Günümüzde, Astronomi ile Astrolojiyi birbirine karıştırma, birini diğerinin alternatifi sayma eğilimi ne yazık ki oldukça yaygın. Bu eğilimin gerisinde ise, bilimsel çalışma ve anlayış ile sorgusuz şekilde herhangi bir inanca dayanan anlayış arasındaki farkın iyi bilinmemesi yatmaktadır.
Astroloji, gökyüzündeki bazı olaylar ve yıldız konumlarının insan ilişkilerinde insan yaşamında etkili olduğu şeklindeki varsayıma dayanır. Bu görüş, insanlığın bilgi düzeyinin çok eksik ve yetersiz olduğu, dünyanın gök kubbe altında düz bir disk oluşturduğunun düşünüldüğü dönemlerden kalma bir inanç yığınıdır.
***
Binlerce yıl önce yaşayan atalarımız, yeryüzündeki çeşitli olayların nedenlerinin birtakım üstün güçlere veya tanrılara bağlı olduğunu düşünüyorlardı. Açlık, savaş, hastalık, depremler, seller, Ay ve Güneş tutulmaları, vb... Onlara göre, her şey ilahların kontrolü altındaydı.
Zamanla, önemli tanrılar olarak Güneş, Ay ve gözle görülebilir beşli olan (Merkür, Venüs, Mars, Jüpiter ve Satürn) ön plana geçtiler Çünkü bunlar diğer yıldızlardan farklı görünüyorlar ve gökyüzünde sürekli yer değiştiriyorlardı. Bunu fark eden ilk gözlemcilerin uğraş ve görüşleri, yeryüzünde ve daha çok da gözlemcilerin çevresinde olan olaylar arasında “ilahi” ilişkiler aramaya dönüştü.
Özetle atalarımız o zamanlar, gök cisimlerinin konumlarına ve gökyüzündeki değişimlere bakarak yeryüzünde yaşanan olayları yorumlamak ve tanrıların isteklerini anlamak için Astrolojiyi kullanıyorlardı.
***
Gökyüzünün astrolojik amaçlarla gözlenmesi ve bundan geleceğe ait kehanetlerde bulunma gayretleri, M.Ö. 2000 yıllarında eski Babil’de başlamıştır. Eski Yunan filozof ve bilimcilerinin, daha sonra da bazı İslam astronomlarının gökcisimlerinin hareket ve davranışlarını bilimsel düzeyde ele alma ve açıklamaya çalışma gayretlerine karşılık, astrolojik yorum ve açıklamalar, bütün İlkçağ/Ortaçağ boyunca devam etmiştir.

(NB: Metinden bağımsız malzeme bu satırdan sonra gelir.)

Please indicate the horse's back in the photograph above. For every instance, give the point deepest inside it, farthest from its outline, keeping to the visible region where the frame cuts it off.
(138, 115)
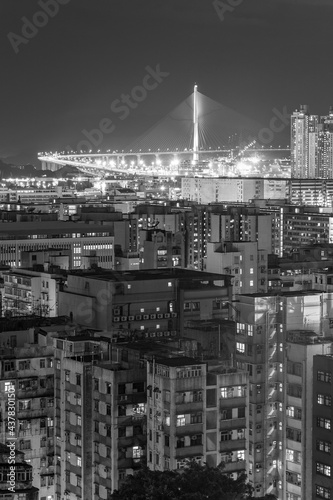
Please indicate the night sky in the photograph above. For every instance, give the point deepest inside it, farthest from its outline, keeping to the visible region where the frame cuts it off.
(264, 54)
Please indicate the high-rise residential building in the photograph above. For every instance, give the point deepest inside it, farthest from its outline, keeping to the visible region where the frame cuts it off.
(322, 467)
(196, 411)
(20, 479)
(300, 142)
(325, 146)
(242, 260)
(30, 292)
(81, 239)
(311, 144)
(27, 371)
(100, 418)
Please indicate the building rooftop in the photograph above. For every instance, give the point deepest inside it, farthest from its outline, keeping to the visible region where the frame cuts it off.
(179, 361)
(282, 294)
(51, 227)
(150, 274)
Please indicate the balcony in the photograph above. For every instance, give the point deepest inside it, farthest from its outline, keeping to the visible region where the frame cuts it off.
(129, 463)
(232, 402)
(189, 407)
(189, 451)
(36, 413)
(235, 423)
(189, 429)
(232, 445)
(46, 471)
(136, 397)
(234, 466)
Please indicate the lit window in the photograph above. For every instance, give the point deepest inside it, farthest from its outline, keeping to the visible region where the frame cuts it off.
(323, 469)
(137, 451)
(180, 420)
(325, 423)
(240, 348)
(324, 399)
(323, 492)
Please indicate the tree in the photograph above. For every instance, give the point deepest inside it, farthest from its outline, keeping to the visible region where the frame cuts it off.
(195, 482)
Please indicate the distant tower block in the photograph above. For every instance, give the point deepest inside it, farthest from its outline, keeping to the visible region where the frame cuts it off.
(195, 126)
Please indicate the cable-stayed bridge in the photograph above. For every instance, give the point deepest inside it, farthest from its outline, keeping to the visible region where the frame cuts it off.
(195, 131)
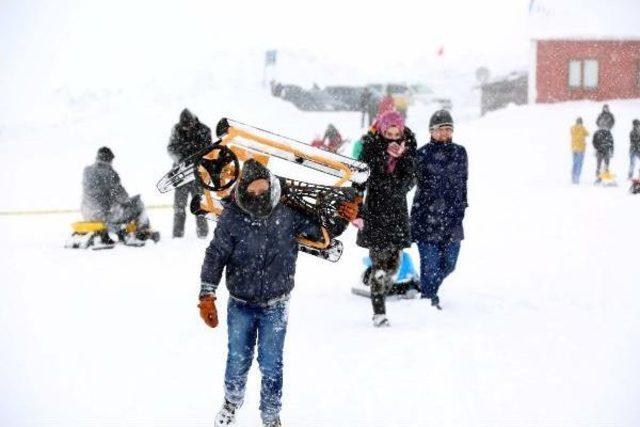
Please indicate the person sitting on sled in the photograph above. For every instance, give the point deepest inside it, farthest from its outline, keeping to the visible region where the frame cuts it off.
(104, 198)
(331, 141)
(255, 241)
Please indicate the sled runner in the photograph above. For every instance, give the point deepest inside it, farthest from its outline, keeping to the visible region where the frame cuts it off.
(405, 283)
(216, 169)
(94, 235)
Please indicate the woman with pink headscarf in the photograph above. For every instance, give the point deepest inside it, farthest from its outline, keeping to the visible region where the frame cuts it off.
(390, 151)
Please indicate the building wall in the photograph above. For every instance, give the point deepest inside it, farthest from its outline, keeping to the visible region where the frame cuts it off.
(618, 73)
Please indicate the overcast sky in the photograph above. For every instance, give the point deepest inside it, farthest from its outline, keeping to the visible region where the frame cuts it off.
(128, 40)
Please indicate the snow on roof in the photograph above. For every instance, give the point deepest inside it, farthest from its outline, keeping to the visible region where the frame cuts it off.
(584, 20)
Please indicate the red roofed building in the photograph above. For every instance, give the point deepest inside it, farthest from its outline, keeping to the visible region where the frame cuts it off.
(577, 59)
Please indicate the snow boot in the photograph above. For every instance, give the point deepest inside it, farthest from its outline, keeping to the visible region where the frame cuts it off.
(227, 415)
(380, 321)
(274, 423)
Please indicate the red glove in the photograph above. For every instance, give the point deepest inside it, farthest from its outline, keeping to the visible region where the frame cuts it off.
(208, 310)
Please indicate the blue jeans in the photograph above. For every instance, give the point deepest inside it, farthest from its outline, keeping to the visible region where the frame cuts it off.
(577, 166)
(437, 261)
(632, 163)
(246, 324)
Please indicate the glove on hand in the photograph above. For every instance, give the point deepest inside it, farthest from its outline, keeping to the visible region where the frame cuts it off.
(208, 310)
(348, 210)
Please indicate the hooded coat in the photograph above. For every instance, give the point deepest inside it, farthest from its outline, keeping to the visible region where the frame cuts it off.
(441, 195)
(634, 140)
(385, 212)
(258, 253)
(101, 191)
(603, 142)
(188, 137)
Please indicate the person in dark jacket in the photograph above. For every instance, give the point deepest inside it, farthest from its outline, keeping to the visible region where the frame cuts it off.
(634, 146)
(187, 138)
(603, 144)
(390, 153)
(255, 241)
(605, 119)
(105, 199)
(439, 204)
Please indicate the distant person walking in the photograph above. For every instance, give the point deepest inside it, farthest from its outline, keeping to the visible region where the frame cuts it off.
(390, 152)
(366, 100)
(603, 144)
(578, 146)
(605, 119)
(439, 205)
(634, 146)
(188, 137)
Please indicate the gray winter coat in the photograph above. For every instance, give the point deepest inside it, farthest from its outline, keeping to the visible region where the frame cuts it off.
(101, 190)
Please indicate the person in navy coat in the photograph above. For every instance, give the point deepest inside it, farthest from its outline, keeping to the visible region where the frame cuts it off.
(439, 205)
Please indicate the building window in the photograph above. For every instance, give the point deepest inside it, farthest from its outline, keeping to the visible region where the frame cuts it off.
(583, 74)
(575, 74)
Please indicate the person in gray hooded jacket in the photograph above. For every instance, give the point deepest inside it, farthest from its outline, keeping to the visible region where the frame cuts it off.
(105, 199)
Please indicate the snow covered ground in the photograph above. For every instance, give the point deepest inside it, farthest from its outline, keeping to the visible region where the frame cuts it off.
(539, 327)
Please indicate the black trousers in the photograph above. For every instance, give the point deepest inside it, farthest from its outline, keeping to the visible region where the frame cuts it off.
(179, 211)
(384, 264)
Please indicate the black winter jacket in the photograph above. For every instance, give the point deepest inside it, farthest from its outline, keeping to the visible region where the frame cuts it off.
(385, 213)
(603, 142)
(441, 197)
(634, 139)
(185, 142)
(259, 254)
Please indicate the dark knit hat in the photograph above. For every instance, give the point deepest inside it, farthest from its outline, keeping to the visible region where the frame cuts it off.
(439, 119)
(105, 154)
(187, 117)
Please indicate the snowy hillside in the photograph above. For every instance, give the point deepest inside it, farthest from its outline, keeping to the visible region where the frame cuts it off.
(539, 325)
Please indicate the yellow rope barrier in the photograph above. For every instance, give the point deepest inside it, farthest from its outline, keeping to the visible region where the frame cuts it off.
(64, 211)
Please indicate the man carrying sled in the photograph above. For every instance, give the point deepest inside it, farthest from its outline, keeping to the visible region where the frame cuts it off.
(255, 240)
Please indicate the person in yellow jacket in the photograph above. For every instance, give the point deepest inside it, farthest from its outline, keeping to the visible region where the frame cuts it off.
(578, 137)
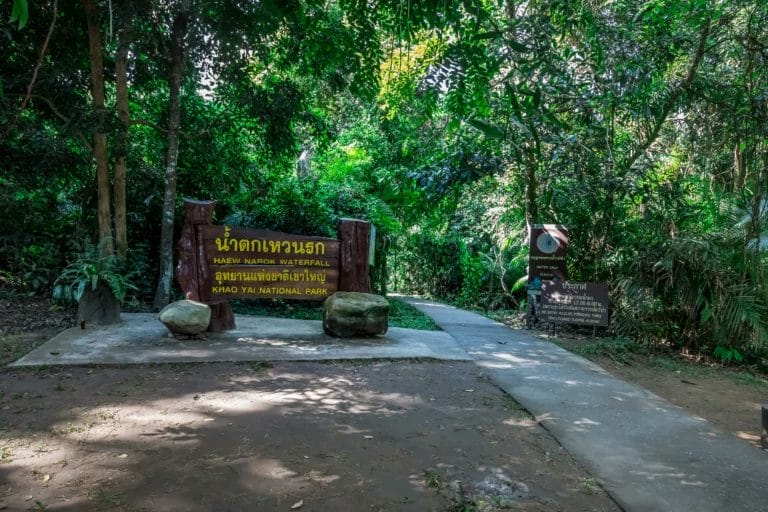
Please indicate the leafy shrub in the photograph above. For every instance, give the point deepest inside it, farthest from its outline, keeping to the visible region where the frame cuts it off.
(91, 267)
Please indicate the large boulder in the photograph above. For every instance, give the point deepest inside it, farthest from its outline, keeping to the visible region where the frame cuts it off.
(98, 307)
(186, 317)
(349, 314)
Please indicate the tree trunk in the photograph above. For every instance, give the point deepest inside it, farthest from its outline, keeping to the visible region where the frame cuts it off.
(99, 134)
(121, 152)
(178, 32)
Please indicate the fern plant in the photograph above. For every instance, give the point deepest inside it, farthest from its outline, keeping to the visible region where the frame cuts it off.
(92, 267)
(700, 293)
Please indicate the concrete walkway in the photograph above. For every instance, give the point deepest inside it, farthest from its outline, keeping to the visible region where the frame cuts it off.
(140, 338)
(648, 454)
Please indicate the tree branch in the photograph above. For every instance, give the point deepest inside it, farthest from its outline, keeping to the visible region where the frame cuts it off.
(672, 99)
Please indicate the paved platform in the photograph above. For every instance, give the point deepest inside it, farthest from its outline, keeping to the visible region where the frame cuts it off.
(649, 454)
(141, 338)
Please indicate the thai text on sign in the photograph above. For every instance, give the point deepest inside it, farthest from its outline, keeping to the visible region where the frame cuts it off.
(250, 263)
(575, 303)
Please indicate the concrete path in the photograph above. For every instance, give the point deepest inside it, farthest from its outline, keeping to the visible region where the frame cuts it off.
(141, 338)
(649, 454)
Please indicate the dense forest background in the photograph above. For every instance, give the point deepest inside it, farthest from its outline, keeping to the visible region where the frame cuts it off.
(451, 125)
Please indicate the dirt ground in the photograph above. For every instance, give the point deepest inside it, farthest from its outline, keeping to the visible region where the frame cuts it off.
(386, 436)
(382, 436)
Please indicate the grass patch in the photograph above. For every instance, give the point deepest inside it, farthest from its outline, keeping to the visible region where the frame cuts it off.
(400, 313)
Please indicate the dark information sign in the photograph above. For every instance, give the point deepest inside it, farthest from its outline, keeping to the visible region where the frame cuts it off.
(251, 263)
(574, 303)
(548, 246)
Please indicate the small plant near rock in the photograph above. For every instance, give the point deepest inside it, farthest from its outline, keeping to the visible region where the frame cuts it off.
(433, 480)
(588, 485)
(92, 268)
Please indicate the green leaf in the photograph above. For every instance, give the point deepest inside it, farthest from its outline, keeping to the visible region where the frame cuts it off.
(488, 35)
(20, 13)
(80, 290)
(487, 128)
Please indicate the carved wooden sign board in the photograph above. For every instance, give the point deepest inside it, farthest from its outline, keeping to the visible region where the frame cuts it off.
(259, 264)
(217, 263)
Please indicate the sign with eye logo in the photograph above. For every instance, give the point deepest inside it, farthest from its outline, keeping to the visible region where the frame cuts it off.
(548, 246)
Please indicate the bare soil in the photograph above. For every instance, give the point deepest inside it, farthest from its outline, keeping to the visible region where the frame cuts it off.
(387, 436)
(379, 436)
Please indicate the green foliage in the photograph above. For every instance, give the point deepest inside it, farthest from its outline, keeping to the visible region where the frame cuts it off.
(92, 268)
(707, 292)
(20, 13)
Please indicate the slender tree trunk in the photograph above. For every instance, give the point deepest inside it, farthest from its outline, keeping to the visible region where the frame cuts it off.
(99, 133)
(531, 188)
(121, 152)
(163, 292)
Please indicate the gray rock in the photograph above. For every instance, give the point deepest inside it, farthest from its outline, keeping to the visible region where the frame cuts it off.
(186, 317)
(98, 307)
(349, 314)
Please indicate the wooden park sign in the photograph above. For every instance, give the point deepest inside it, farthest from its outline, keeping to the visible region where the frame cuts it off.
(548, 247)
(217, 263)
(256, 264)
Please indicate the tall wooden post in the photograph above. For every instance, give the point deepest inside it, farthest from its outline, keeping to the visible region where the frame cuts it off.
(192, 271)
(354, 236)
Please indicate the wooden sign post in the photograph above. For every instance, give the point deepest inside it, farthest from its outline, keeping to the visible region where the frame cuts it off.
(217, 263)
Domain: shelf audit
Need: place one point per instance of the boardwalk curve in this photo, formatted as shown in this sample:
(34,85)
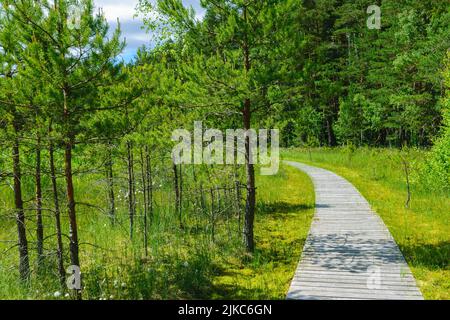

17.yüzyıldan itibaren (Galileo.,Kopernik, Tycho Brahe, Kepler, Newton gibi) bilim adamları ve gözlemciler gökcisimlerinin hareketlerini büyük ölçüde anlayıp açıkladılar. Gök cisimlerinin yasalarının insanlar arası ilişkilerle hiçbir ilgisi olmadığını ortaya çıkardılar.
Astrolojik kehanetlere olan inanç, Rönesans’la, yani, gökcisimlerinin hareket kurallarının ve gerçek karakterlerinin anlaşılmaya başlamasından sonra değişmeye başlamıştır. Ancak, astrolojiye olan inanış bundan sonra da azalarak sürmüştür. Günümüz astrolog ve falcıları bu temelsiz eski çağların anlayışının son kalıntılarıdırlar.
***
Astrologlar (Falcılar), gökcisimlerinin konumlarının yeryüzünde gerçekleşen olayları ve insanların kaderlerini kontrol ettiği iddiasındadır. Ancak, bu inancı ve iddiayı doğrulayan en ufak bir bilimsel kanıt yoktur. Herhangi bir bilimsel kuram ve gözlem temelinden yoksun olan, boş bir inançlar manzumesi olan Astrolojiye herhangi bir güven beslemek de mümkün değildir.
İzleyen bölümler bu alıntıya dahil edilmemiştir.